Are you trying to start editing a photo for the very first time but aren’t quite sure what you should do? If you are you needn’t worry – everyone has been in that position at some point or other.
The fact of the matter is that even if you’re using a simple photo editor, it can be daunting to be confronted with so many different tools and options that you don’t recognize. That is why it is best to start with the ones that are the easiest to use, and yet will let you make key alterations to your photos:
- Use automated tools to improve the white balance and colors
In most photo editors you should be able to locate an automated tool to adjust the white balance or colors. It can go by different names but essentially its role is the same: To balance out the colors so that they look closer to real life.

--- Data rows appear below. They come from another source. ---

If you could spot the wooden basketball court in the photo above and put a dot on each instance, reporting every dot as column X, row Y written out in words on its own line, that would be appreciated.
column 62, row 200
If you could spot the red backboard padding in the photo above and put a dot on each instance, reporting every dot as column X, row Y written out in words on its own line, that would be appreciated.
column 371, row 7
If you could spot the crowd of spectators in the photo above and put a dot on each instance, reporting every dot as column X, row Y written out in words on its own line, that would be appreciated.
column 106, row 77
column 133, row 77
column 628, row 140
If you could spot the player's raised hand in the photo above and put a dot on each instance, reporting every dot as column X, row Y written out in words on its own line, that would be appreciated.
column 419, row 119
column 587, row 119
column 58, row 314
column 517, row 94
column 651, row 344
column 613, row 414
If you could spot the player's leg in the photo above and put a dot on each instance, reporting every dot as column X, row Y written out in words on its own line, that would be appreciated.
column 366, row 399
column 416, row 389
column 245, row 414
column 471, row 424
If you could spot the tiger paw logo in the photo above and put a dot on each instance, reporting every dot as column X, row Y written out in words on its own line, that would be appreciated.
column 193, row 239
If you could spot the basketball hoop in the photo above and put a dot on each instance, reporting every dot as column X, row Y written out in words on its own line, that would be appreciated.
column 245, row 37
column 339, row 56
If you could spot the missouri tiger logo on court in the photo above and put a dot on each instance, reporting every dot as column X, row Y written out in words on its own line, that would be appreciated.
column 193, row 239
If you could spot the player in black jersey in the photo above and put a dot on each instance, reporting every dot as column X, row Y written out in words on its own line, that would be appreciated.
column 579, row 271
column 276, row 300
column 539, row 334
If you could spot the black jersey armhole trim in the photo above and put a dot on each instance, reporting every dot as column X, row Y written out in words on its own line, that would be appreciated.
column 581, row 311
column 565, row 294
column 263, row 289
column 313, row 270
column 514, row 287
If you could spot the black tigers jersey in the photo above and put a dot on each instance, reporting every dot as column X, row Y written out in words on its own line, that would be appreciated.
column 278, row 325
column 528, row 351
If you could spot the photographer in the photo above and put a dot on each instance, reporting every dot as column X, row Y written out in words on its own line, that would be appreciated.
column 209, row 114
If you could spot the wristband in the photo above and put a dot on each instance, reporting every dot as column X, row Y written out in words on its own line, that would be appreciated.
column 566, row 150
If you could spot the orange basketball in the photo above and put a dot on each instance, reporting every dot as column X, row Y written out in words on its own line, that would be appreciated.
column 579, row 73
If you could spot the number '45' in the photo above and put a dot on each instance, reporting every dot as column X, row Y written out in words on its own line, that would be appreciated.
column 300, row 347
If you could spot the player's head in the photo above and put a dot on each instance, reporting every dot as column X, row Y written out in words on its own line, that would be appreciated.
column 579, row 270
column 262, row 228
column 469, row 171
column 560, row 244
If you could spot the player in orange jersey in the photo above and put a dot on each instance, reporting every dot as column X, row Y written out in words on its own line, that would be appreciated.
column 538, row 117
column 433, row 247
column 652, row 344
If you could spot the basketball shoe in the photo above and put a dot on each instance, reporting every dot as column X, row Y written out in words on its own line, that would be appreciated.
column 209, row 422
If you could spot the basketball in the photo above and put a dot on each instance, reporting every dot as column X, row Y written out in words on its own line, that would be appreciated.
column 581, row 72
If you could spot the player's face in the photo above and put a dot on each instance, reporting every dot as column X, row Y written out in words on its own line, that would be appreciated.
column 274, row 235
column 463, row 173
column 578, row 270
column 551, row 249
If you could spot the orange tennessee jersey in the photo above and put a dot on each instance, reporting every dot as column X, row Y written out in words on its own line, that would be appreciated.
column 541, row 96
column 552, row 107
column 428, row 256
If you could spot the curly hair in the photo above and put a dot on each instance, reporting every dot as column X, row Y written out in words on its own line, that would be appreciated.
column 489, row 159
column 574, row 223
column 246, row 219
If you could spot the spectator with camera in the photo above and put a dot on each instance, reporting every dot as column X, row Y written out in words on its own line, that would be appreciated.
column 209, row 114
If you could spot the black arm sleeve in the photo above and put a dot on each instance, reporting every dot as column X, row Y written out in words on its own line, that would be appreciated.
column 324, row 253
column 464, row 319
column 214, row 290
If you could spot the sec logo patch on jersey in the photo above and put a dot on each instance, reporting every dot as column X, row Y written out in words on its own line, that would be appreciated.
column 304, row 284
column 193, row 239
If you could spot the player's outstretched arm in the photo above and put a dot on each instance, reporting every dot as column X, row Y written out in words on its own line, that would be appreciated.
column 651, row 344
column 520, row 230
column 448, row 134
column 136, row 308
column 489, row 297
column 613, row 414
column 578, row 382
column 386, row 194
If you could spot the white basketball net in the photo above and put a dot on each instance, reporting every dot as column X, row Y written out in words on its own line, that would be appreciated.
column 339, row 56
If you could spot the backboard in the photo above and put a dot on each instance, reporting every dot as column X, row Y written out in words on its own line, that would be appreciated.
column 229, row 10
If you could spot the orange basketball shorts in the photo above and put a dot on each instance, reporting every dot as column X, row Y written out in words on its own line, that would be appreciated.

Seeing as this is an automated feature, all it should take is a single click to apply it to your photos. If you want you can then try manually adjusting the color settings such as the hue, saturation, brightness, contrast, shadows, and highlights – to see how they affect your photo.
- Crop the frame to resize, remove unwanted parts, or re-frame the photo
The crop tool can be extremely powerful if you learn to use it early on. It will let you remove a part of your photo adjacent to the frame, effectively resizing and reframing it.
It is best to use the crop tool with guidance from composition techniques such as the golden ratio or rule of thirds. Some editors may even have special grids that let you apply these techniques more easily as you crop your photo.
- Apply filters to quickly stylize or alter the visual mood of the photo
While purists may regard this as ‘cheating’, filters are an easy way for beginners to quickly stylize their photos or evoke a particular mood. The exact selection that you can choose from will depend on the editor that you’re using, but most editors nowadays have a decent range.
Keep in mind that you should apply filters sparingly and be careful that they don’t make your photo look unnatural in the process.
It would be best to try to find an editor with an intuitive user experience, such as Movavi Photo Editor for example. The more user-friendly it is the easier you’ll be able to familiarize yourself with the other features that may be available, and for example you could learn how to change the background of a picture, or remove unwanted elements.
At the end of the day once you get started with photo editing, it is really just a question of keeping at it. The more you edit photos and try out the features in your editor, the more familiar you’ll become with them and the more quickly you’ll develop a ‘feel’ for photo editing.